Mundurnya Demokrasi di Era Jokowi dan Segala Jawaban di Baliknya
Jawaban pertama yang sekaligus jadi indikator kemunduran demokrasi adalah tak terselesaikannya kasus teror terhadap penyidik Komisi Pemberantasan Korupsi (KPK) Novel Baswedan.
Selain itu, pengesahan Undang-Undang (UU) KPK juga jadi salah satu yang diungkap KontraS. "Demokrasi kita tidak hanya mundur, tapi murung. KPK dan Novel hanya satu kasus," kata Koordinator KontraS Yati Andriyani di kawasan Cikini, Jakarta Pusat, Sabtu (19/10/2019).
Indikator lain kemunduran demokrasi di era pemerintahan Jokowi adalah pelarangan demonstrasi oleh kepolisian sebagai otoritas keamanan. Bagi KontraS, pelarangan tak berdasar. Menyampaikan pendapat di muka umum, bagaimanapun adalah hak setiap warga negara yang dijamin konstitusi.
Kembali soal kasus penyiraman air keras Novel Baswedan. Yati menilai jika kasus ini tak segera diselesaikan, maka bukan tak mungkin citra Jokowi bakal semakin memburuk.

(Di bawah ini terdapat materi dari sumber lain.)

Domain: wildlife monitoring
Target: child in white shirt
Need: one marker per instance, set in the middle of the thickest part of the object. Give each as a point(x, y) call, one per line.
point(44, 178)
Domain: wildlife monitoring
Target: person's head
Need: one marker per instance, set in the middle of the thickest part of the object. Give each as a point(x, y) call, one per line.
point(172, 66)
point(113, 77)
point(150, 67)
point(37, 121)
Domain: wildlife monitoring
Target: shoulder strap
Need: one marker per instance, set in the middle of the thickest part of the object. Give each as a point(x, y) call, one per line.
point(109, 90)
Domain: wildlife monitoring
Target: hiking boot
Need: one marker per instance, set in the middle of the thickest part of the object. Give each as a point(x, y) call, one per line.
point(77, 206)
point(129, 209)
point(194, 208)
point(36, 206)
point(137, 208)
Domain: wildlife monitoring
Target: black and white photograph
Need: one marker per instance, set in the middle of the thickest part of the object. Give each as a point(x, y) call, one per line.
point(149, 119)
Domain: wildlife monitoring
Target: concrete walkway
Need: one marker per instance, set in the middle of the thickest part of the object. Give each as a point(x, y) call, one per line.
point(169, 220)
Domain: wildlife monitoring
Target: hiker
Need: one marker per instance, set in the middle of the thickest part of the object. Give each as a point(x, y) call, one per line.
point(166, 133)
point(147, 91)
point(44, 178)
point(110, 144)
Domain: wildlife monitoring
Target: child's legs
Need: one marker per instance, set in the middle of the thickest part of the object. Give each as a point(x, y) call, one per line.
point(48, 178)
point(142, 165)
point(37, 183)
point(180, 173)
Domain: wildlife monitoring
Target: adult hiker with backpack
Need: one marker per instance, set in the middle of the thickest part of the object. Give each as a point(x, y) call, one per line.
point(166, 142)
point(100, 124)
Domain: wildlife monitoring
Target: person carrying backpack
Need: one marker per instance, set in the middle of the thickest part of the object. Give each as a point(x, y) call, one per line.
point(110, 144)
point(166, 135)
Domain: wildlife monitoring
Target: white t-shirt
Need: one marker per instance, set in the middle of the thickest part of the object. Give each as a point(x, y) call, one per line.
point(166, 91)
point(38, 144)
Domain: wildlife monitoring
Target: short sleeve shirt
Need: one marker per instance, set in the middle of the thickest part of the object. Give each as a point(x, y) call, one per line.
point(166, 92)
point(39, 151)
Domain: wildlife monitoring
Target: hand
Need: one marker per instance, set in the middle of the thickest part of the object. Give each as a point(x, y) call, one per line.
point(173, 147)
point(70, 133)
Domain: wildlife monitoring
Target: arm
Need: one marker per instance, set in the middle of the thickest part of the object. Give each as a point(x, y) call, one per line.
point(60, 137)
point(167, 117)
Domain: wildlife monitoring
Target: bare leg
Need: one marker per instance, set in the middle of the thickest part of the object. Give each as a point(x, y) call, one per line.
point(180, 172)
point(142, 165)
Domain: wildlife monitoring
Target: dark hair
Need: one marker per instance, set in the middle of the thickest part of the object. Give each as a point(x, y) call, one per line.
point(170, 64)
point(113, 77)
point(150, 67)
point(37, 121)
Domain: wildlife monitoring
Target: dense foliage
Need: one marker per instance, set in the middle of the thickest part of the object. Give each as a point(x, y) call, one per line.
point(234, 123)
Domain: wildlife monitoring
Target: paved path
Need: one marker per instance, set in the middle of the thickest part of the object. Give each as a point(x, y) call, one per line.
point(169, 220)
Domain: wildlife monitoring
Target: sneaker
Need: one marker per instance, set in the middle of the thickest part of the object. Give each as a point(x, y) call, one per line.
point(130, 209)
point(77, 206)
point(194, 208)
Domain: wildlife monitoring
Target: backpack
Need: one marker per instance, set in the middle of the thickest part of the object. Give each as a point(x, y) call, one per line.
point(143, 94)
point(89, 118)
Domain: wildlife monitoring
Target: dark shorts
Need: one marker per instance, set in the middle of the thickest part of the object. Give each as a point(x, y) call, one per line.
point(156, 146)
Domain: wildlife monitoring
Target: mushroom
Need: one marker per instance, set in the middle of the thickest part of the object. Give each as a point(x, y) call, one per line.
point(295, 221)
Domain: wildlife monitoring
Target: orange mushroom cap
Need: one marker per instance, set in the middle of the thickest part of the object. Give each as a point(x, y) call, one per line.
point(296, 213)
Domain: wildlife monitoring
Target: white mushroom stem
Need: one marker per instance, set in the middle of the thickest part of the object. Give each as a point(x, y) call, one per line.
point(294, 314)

Dalam kasus ini, KontraS kembali menyampaikan usulan terkait tim gabungan pencari fakta independen yang kerjanya tak terafiliasi dengan lembaga atau pemegang kepentingan manapun.
Segala kekusutan ini, menurut KontraS masih bisa ditangani selama Jokowi memiliki semangat berdemokrasi. Saat ini, berbagai bola panas tengah dipegang Jokowi. Dalam kasus Novel, UU KPK, atau pun kebebasan berpendapat. Terkait UU KPK, KontraS hingga saat ini masih penerbitan Peraturan Pemerintah Pengganti Undang-Undang (Perppu) pembatalan UU KPK dari Jokowi.

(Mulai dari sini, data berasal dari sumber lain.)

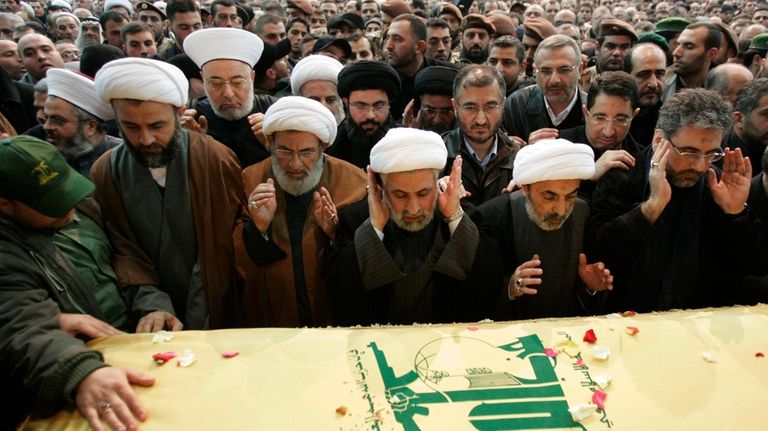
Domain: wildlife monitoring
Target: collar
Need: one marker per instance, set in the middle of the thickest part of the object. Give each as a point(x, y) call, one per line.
point(559, 118)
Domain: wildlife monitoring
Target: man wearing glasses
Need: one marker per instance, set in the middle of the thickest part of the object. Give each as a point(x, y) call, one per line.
point(674, 229)
point(367, 89)
point(612, 102)
point(293, 201)
point(232, 114)
point(542, 110)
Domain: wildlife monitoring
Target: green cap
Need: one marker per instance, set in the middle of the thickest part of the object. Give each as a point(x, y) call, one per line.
point(672, 25)
point(653, 38)
point(759, 42)
point(34, 172)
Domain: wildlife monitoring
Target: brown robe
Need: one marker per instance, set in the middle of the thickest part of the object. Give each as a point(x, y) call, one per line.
point(216, 189)
point(269, 296)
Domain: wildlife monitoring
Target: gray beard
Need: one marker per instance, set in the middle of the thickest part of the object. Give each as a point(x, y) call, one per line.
point(298, 187)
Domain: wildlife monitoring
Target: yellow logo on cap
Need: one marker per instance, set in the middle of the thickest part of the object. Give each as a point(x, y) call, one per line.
point(44, 173)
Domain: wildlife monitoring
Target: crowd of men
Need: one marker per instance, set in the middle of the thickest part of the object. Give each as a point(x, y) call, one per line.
point(183, 165)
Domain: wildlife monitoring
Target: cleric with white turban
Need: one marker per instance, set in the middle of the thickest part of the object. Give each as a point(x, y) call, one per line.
point(553, 159)
point(404, 149)
point(301, 114)
point(79, 91)
point(314, 67)
point(142, 79)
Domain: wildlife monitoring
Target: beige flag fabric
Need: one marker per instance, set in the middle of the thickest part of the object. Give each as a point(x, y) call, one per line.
point(695, 370)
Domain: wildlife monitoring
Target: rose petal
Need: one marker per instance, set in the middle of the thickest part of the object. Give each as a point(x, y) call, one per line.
point(590, 336)
point(598, 399)
point(602, 380)
point(582, 411)
point(187, 358)
point(601, 352)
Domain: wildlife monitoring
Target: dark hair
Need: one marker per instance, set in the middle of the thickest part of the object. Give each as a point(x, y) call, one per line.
point(620, 84)
point(478, 75)
point(180, 6)
point(418, 28)
point(749, 96)
point(510, 42)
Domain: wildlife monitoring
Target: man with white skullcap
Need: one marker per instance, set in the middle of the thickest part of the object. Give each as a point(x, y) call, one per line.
point(170, 198)
point(293, 204)
point(75, 119)
point(316, 77)
point(407, 253)
point(231, 113)
point(539, 231)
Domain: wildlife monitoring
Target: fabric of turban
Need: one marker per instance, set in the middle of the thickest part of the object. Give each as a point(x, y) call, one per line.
point(79, 91)
point(142, 79)
point(369, 75)
point(553, 159)
point(122, 3)
point(314, 67)
point(223, 43)
point(303, 115)
point(404, 149)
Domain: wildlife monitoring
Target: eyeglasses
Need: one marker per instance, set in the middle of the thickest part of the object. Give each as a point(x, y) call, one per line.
point(218, 84)
point(285, 154)
point(378, 107)
point(488, 108)
point(603, 120)
point(709, 157)
point(561, 71)
point(436, 111)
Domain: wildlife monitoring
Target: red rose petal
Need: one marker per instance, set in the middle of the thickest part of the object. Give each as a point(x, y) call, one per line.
point(598, 399)
point(590, 336)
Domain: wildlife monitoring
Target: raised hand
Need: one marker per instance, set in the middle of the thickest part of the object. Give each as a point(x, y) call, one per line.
point(325, 213)
point(731, 192)
point(526, 275)
point(262, 204)
point(595, 276)
point(376, 207)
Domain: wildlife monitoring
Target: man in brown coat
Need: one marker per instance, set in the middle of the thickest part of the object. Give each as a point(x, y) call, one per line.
point(293, 200)
point(170, 199)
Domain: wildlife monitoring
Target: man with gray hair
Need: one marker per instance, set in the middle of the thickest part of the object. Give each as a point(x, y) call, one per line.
point(669, 225)
point(541, 110)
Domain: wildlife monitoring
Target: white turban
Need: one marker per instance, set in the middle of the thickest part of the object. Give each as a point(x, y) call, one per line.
point(314, 67)
point(553, 159)
point(109, 4)
point(142, 79)
point(404, 149)
point(303, 115)
point(223, 43)
point(79, 91)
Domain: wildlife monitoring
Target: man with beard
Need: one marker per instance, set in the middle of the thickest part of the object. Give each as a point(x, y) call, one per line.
point(170, 199)
point(476, 34)
point(669, 225)
point(750, 123)
point(612, 102)
point(540, 111)
point(647, 63)
point(478, 98)
point(539, 231)
point(697, 48)
point(405, 46)
point(231, 113)
point(316, 77)
point(406, 254)
point(293, 201)
point(432, 108)
point(74, 119)
point(367, 89)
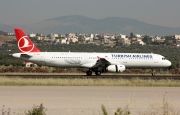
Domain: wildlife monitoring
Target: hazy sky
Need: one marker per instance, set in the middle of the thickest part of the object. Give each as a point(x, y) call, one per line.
point(158, 12)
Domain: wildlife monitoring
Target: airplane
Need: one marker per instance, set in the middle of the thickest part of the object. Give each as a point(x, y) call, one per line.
point(95, 62)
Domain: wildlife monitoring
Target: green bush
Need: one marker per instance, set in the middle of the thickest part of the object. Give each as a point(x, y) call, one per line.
point(37, 110)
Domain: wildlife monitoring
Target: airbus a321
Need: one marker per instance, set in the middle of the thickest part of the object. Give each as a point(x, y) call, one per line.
point(95, 62)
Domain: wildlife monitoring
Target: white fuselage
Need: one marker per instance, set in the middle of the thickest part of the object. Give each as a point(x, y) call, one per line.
point(77, 59)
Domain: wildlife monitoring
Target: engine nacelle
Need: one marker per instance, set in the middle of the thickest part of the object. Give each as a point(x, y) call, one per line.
point(115, 68)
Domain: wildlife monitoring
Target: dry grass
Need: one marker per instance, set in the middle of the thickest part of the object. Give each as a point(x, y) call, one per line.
point(5, 81)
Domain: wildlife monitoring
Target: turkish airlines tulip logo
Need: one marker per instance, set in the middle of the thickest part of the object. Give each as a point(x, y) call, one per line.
point(24, 44)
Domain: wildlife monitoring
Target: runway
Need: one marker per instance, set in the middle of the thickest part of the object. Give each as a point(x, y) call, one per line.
point(82, 75)
point(87, 100)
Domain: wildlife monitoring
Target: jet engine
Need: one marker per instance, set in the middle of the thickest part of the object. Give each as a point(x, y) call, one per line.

Diskusi publik di Tjikini (Tsa Tsia/era.id)
Jokowi tersudut kasus Novel
Dalam kesempatan yang sama, kuasa hukum Novel Baswedan, Saor Siagian menyarankan Jokowi segera membentuk tim pencari fakta baru terkait kasus penyerangan Novel Sebab, jika kasus ini tak segera diselesaikan, maka bisa menyandera Presiden Jokowi dan institusi kepolisian ke depan.
Saor juga tak menampik, kasus penyerangan penyidik KPK senior Novel Baswedan ini berkaitan dengan kasus suap impor daging sapi yang kemudian ramai dengan buku merahnya. Buku berkelir merah ini diduga berisi catatan para penerima suap dari pengusaha Basuki Hariman.

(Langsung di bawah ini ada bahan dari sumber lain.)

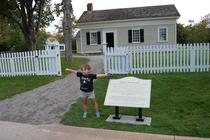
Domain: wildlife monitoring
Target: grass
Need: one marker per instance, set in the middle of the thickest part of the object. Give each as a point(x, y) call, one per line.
point(180, 105)
point(11, 86)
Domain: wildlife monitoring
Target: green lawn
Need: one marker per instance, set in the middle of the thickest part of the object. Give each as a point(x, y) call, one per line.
point(10, 86)
point(180, 105)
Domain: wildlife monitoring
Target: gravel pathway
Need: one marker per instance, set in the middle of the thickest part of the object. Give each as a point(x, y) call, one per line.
point(46, 104)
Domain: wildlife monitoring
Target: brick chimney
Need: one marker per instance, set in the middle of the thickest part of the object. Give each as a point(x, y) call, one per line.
point(89, 7)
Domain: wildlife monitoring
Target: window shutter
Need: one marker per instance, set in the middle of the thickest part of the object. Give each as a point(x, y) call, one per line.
point(99, 37)
point(129, 36)
point(141, 35)
point(88, 38)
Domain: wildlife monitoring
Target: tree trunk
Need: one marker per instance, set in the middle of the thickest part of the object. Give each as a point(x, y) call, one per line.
point(30, 41)
point(67, 29)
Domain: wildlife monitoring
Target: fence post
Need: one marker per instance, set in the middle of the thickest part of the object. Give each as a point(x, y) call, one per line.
point(58, 60)
point(192, 58)
point(104, 45)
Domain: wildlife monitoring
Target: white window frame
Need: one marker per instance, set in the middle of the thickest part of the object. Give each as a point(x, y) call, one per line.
point(159, 36)
point(135, 41)
point(93, 41)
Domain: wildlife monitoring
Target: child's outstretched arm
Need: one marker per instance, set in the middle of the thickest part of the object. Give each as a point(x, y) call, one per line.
point(71, 70)
point(104, 75)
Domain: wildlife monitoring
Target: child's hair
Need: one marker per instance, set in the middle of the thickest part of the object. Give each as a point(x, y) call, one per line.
point(85, 66)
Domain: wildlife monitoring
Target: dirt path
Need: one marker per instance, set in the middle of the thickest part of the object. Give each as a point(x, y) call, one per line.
point(48, 103)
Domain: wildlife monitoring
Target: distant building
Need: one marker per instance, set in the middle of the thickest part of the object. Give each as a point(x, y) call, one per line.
point(126, 26)
point(207, 19)
point(51, 44)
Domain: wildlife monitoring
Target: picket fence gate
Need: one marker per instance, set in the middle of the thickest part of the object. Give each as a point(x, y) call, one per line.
point(156, 58)
point(39, 62)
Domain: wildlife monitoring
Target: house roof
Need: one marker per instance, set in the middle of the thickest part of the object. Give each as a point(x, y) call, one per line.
point(129, 13)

Apalagi, sebelum penyerangan terjadi, Novel sempat bertemu dengan Kapolri Jenderal Tito Karnavian. Pertemuan tersebut untuk mengonfirmasi nama Tito selaku Kapolda Metro Jaya yang ditulis menerima uang dalam buku merah tersebut.
"Padahal waktu itu Novel, sebelum serangan pada beliau tanggal 10, Novel kan bertemu saudara Tito Kapolri seminggu sebelum kejadian, mengklarifikasi sesungguhnya bahwa tidak ada menargetkan saudara Tito untuk tersangka ... Kemudian Novel datang sebagai utusan KPK, mungkin ada polisi yang menggembuskan bahwa ia akan tersangka," kata Saor.
Sebagai orang nomor satu di instansi kepolisian, Saor bilang, Tito harusnya bisa menyelesaikan kasus tersebut untuk membersihkan namanya dan membuat kasus buku merah jadi terang benderang.
"Ini juga harus terungkap demi harkat martabat saudara Tito juga, demi harkat martabat kepolisian dan martabat dari presiden yang telah memerintahkan (penyelesaian dalam) tiga bulan," tegas dia.
Jika ke depan kasus Novel Baswedan tidak bisa diselesaikan. Maka sudah selayaknya mereka yang bertugas menyelesaikan kasus tersebut untuk mundur dari jabatannya. Para pemimpin daerah, lembaga negara, hingga presiden, wakul presiden, dan petinggi lain negara.
"Oleh karena itu mestinya mereka mengundurkan diri atau mereka tak layak dipercayakan timnya dalam kabinet presiden ini akan menyandera Presiden juga dalam periode semenjak beliau dilantik," tutupnya.